If a code point representing a "combining character" exists in a string, then instead of being displayed as a character it merely modifies whatever code-point came before it.

So, for instance, if you want to store the German word for five (in all lower-case), there are two ways to do it:

[ 'f', {u with the umlaut}, 'n', 'f' ]

Or:

[ 'f', 'u', {umlaut combining character}, 'n', 'f' ]

Those *both* get rendered exactly the same, and both represent the same four-letter sequence. In the second example, the 'u' and the {umlaut combining character} combine to form one grapheme. The f's and n's just happen to be single-code-point graphemes.

Note that while some characters exist in pre-combined form (such as the {u with the umlaut} above), legend has it there are others than can only be represented using a combining character.

It's also my understanding, though I'm not certain, that sometimes multiple combining characters can be used together on the same "root" character.

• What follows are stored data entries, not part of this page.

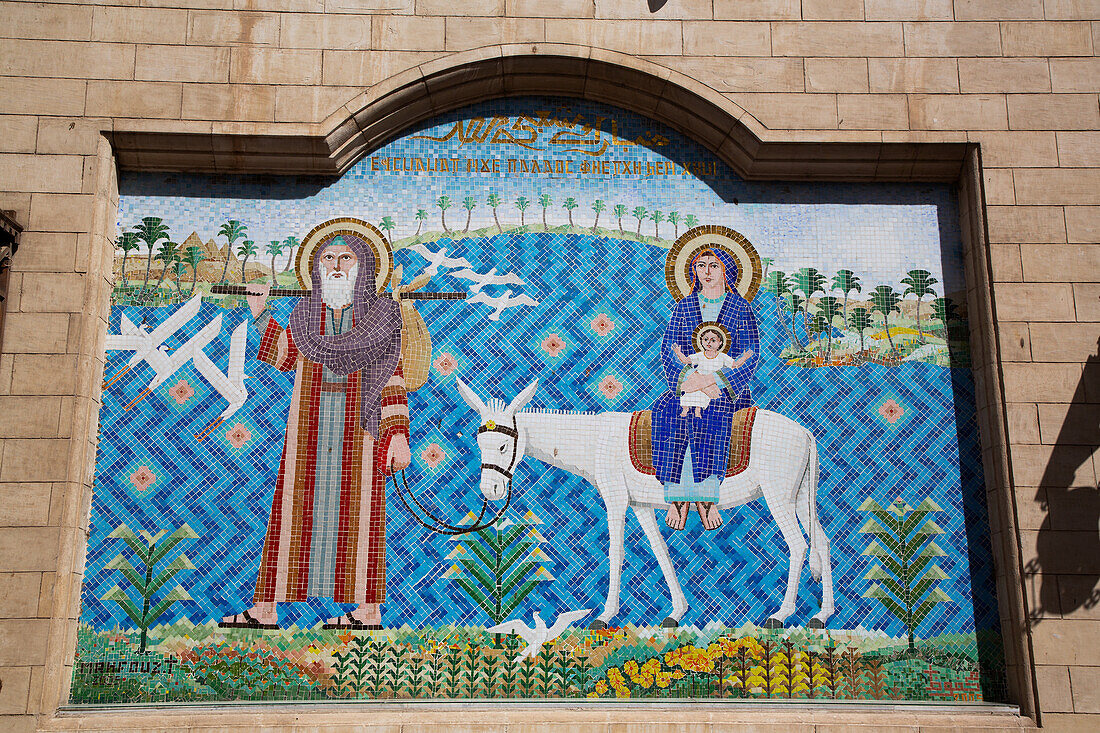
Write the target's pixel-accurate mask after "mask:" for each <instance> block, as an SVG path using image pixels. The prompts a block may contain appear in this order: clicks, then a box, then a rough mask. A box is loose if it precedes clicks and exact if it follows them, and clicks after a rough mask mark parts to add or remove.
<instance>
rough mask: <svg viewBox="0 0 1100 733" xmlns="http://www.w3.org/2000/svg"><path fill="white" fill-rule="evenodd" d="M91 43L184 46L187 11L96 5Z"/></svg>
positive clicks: (92, 29)
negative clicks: (107, 41) (138, 44)
mask: <svg viewBox="0 0 1100 733" xmlns="http://www.w3.org/2000/svg"><path fill="white" fill-rule="evenodd" d="M91 40H92V41H110V42H114V43H149V44H184V43H186V42H187V11H186V10H178V9H175V8H136V7H133V6H131V7H125V8H121V7H102V6H97V7H96V9H95V13H94V15H92V20H91Z"/></svg>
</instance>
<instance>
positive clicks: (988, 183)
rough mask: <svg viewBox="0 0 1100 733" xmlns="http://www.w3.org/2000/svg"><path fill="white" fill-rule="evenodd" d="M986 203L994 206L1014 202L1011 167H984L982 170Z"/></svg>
mask: <svg viewBox="0 0 1100 733" xmlns="http://www.w3.org/2000/svg"><path fill="white" fill-rule="evenodd" d="M982 179H983V185H985V186H983V187H985V192H986V203H987V204H992V205H994V206H1005V205H1010V204H1015V203H1016V198H1015V193H1014V192H1013V189H1012V169H1011V168H986V169H985V171H982Z"/></svg>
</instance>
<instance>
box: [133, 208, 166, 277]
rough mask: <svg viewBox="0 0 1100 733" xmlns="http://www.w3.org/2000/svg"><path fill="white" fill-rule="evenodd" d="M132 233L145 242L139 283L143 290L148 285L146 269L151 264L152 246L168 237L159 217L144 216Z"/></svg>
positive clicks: (152, 250) (147, 275) (152, 252)
mask: <svg viewBox="0 0 1100 733" xmlns="http://www.w3.org/2000/svg"><path fill="white" fill-rule="evenodd" d="M134 233H135V234H138V239H140V240H141V241H143V242H145V247H146V248H147V249H149V252H147V254H146V260H145V280H144V281H142V284H141V288H142V289H143V291H144V289H145V288H146V287H149V269H150V266H151V265H152V264H153V248H155V247H156V243H157V242H158V241H161V240H162V239H168V227H166V226H165V223H164V219H161V218H160V217H145V218H143V219H142V220H141V223H140V225H138V228H136V229H135V230H134Z"/></svg>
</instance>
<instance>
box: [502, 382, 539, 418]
mask: <svg viewBox="0 0 1100 733" xmlns="http://www.w3.org/2000/svg"><path fill="white" fill-rule="evenodd" d="M538 389H539V381H538V380H535V381H533V382H531V383H530V384H528V385H527V386H526V387H524V391H522V392H520V393H519V394H517V395H516V397H515V400H513V401H511V403H510V404H509V405H508V408H507V409H506V411H504V412H505V414H506V415H508V416H509V417H515V416H516V413H518V412H519V411H520V409H522V408H524V407H525V406H526V405H527V403H529V402H530V401H531V397H533V396H535V392H536V390H538Z"/></svg>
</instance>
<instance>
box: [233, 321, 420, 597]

Caveat: There may very well be further complications that I'm not aware of. Heck, knowing Unicode, there probably are.


January 14, 2011
On 1/13/11 10:26 PM, Nick Sabalausky wrote:
[snip]
> [ 'f', {u with the umlaut}, 'n', 'f' ]
>
> Or:
>
> [ 'f', 'u', {umlaut combining character}, 'n', 'f' ]
>
> Those *both* get rendered exactly the same, and both represent the same
> four-letter sequence. In the second example, the 'u' and the {umlaut
> combining character} combine to form one grapheme. The f's and n's just
> happen to be single-code-point graphemes.
>
> Note that while some characters exist in pre-combined form (such as the {u
> with the umlaut} above), legend has it there are others than can only be
> represented using a combining character.
>
> It's also my understanding, though I'm not certain, that sometimes multiple
> combining characters can be used together on the same "root" character.

Thanks. One further question is: in the above example with u-with-umlaut, there is one code point that corresponds to the entire combination. Are there combinations that do not have a unique code point?

Andrei


January 14, 2011
"Andrei Alexandrescu" <SeeWebsiteForEmail@erdani.org> wrote in message news:igoqrm$1n5r$1@digitalmars.com...
> On 1/13/11 10:26 PM, Nick Sabalausky wrote:
> [snip]
>> [ 'f', {u with the umlaut}, 'n', 'f' ]
>>
>> Or:
>>
>> [ 'f', 'u', {umlaut combining character}, 'n', 'f' ]
>>
>> Those *both* get rendered exactly the same, and both represent the same four-letter sequence. In the second example, the 'u' and the {umlaut combining character} combine to form one grapheme. The f's and n's just happen to be single-code-point graphemes.
>>
>> Note that while some characters exist in pre-combined form (such as the
>> {u
>> with the umlaut} above), legend has it there are others than can only be
>> represented using a combining character.
>>
>> It's also my understanding, though I'm not certain, that sometimes
>> multiple
>> combining characters can be used together on the same "root" character.
>
> Thanks. One further question is: in the above example with u-with-umlaut, there is one code point that corresponds to the entire combination. Are there combinations that do not have a unique code point?
>

My understanding is "yes". At least that's what I've heard, and I've never heard any claims of "no". I don't know of any specific ones offhand, though. Actually, it might be possible to use any combining character with any old letter or number (like maybe a 7 with an umlaut), though I'm not certain.

FWIW, the Wikipedia article might help, or at least link to other things that might help: http://en.wikipedia.org/wiki/Combining_character

Michel or spir might have better links though.